Having set out with no intention beyond that of offering a general view of a few leading facts and figures relating to Irish affairs, I find myself insensibly gliding into a political discussion. So far as I have any excuse for this, it must be found in the irrepressible character of the Land problem; which, as I before remarked, can by no possibility be evaded by any one who writes on Irish social economy. Yet this problem itself is in one aspect simply a phase of the struggle going on all over the world between, labour and capital. Side by side with this there is yet another struggle going on, which is also a phase of a world-wide conflict. It is the old story of Priesthood against Free Thought; but in Ireland, like nearly all things Irish, it bears a peculiar aspect of its own. Many a man here would be amazed to be told that he is fighting on the side of the priests; yet the Irish Orange Tory, and to some extent even the Irish Evangelical clergyman, is really and truly (though of course unconsciously) helping the policy of the Roman Church.

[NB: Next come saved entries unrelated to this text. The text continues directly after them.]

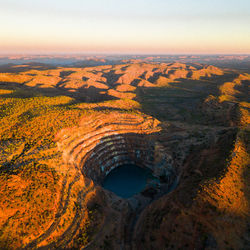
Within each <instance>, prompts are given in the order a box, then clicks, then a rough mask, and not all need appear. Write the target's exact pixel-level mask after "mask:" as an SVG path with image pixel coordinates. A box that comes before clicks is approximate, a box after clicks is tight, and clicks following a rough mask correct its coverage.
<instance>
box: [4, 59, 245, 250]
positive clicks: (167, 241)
mask: <svg viewBox="0 0 250 250" xmlns="http://www.w3.org/2000/svg"><path fill="white" fill-rule="evenodd" d="M0 69H1V68H0ZM249 83H250V75H249V74H248V73H245V72H242V71H239V70H234V69H225V68H224V69H222V68H218V67H215V66H211V65H204V64H199V63H187V64H184V63H157V62H154V63H147V62H136V61H135V62H131V63H126V62H125V63H123V64H117V65H101V66H95V67H80V66H79V67H55V66H46V65H37V64H34V65H32V64H28V65H14V66H13V65H8V66H5V67H4V68H2V69H1V73H0V248H1V249H115V250H118V249H121V250H123V249H124V250H130V249H132V250H138V249H247V248H248V247H249V244H250V242H249V230H250V228H249V225H250V220H249V202H250V189H249V181H250V175H249V171H247V166H248V164H249V153H248V152H249V108H250V104H249V95H248V93H249V92H248V91H249Z"/></svg>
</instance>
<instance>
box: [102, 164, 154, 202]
mask: <svg viewBox="0 0 250 250" xmlns="http://www.w3.org/2000/svg"><path fill="white" fill-rule="evenodd" d="M155 180H157V179H156V178H155V177H154V176H152V174H151V171H150V170H149V169H144V168H141V167H138V166H136V165H132V164H128V165H122V166H120V167H118V168H115V169H114V170H112V171H111V172H110V173H109V174H108V175H107V176H106V178H105V180H104V182H103V187H104V188H105V189H108V190H110V191H112V192H114V193H115V194H116V195H118V196H120V197H122V198H129V197H132V196H133V195H135V194H137V193H140V192H141V191H142V190H143V189H144V188H145V187H146V185H147V184H148V183H152V182H154V181H155Z"/></svg>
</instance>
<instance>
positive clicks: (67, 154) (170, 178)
mask: <svg viewBox="0 0 250 250" xmlns="http://www.w3.org/2000/svg"><path fill="white" fill-rule="evenodd" d="M158 124H159V122H158V121H157V120H156V119H153V118H152V117H149V116H141V115H131V114H121V113H117V114H112V115H111V114H110V115H103V114H102V115H100V117H98V119H96V120H95V122H92V123H90V122H89V121H88V122H87V119H86V121H83V122H82V124H81V126H80V127H78V128H75V129H74V131H72V130H71V131H62V133H61V135H60V137H61V139H60V140H59V142H58V143H59V146H60V147H61V148H62V149H63V152H64V160H65V161H66V162H68V163H70V164H71V165H73V166H75V167H76V168H78V169H79V170H81V172H82V174H83V175H84V176H87V177H88V178H90V179H91V180H93V181H94V182H95V183H96V184H101V183H102V181H103V179H104V178H105V176H106V175H107V174H108V173H109V172H110V171H111V170H113V169H114V168H116V167H119V166H121V165H124V164H135V165H137V166H140V167H143V168H150V169H151V170H152V172H153V174H154V175H156V176H158V177H159V176H164V177H165V179H169V181H170V182H171V181H172V180H173V178H172V177H170V175H173V173H174V170H173V161H172V157H171V155H168V154H166V153H163V154H161V156H160V157H159V152H158V146H157V134H158V132H159V131H160V128H159V127H158ZM156 155H157V157H156Z"/></svg>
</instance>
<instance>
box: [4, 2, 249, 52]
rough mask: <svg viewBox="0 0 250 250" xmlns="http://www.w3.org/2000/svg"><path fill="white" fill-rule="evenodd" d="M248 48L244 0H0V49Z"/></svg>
mask: <svg viewBox="0 0 250 250" xmlns="http://www.w3.org/2000/svg"><path fill="white" fill-rule="evenodd" d="M51 52H52V53H86V52H90V53H148V54H150V53H157V54H170V53H171V54H174V53H179V54H182V53H183V54H192V53H203V54H215V53H227V54H231V53H248V54H249V53H250V0H126V1H125V0H91V1H88V0H21V1H20V0H0V53H1V54H3V53H4V54H6V53H51Z"/></svg>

But it would extend my essay beyond all reasonable limits to discuss this matter; and besides, I set out to write on statistics, and not on politics.[30]
Edward Stanley Robertson.
FOOTNOTES:
[21] The statistics in this Essay are chiefly taken from Thom's Almanac and Official Directory for 1878. The tables given in that Almanac are for the most part brought down no later than 1876. It so happens, however, that 1876 is a very convenient date for the purpose of this paper. It marks the conclusion of a period of just thirty years from the worst crisis of the Potato Famine; and it marks also the conclusion of a cycle of commercial inflation, some of whose results were strongly felt in Ireland.
I have, of course, consulted other authorities besides Thom's Directory, but I shall specify these as occasion arises. When no special reference is given, my authority is Thom.
[22] While I write Eason's Almanac for 1879 has been published. This authority gives the total average of paupers daily in receipt of relief through 1877 as 78,223, or 146.5 in 10,000 of the population. An increase of less than six in ten thousand is not very alarming, and the fact seems in some measure to justify the opinion I have ventured to express in the text, that Ireland will be found to suffer less from the present crisis than other parts of the United Kingdom. It must, however, be taken into consideration that the present year (1879) threatens a very poor harvest: and this circumstance is absolutely certain to enhance whatever distress already exists.
[23] See note on previous page.
[24] The 24¼ millions in England and Wales are kept in order by a police force of 29,689. In Scotland 3½ millions of population have only 3356 policemen. In Ireland, with a population well under 5½ millions, there are 12,081 policemen. And yet, as will appear presently, there is far less crime in Ireland relatively than in either of the other kingdoms.
[25] It is only just to admit that the death sentences are not a fair test. Too many murders remain undetected, owing to the existence of agrarian conspiracy. The number of murders known to have been committed is unluckily not to be found in the returns to which I have access. But the very fact of their remaining undetected is a proof that they are not directly connected with intoxication, for it shows that they are for the most part agrarian.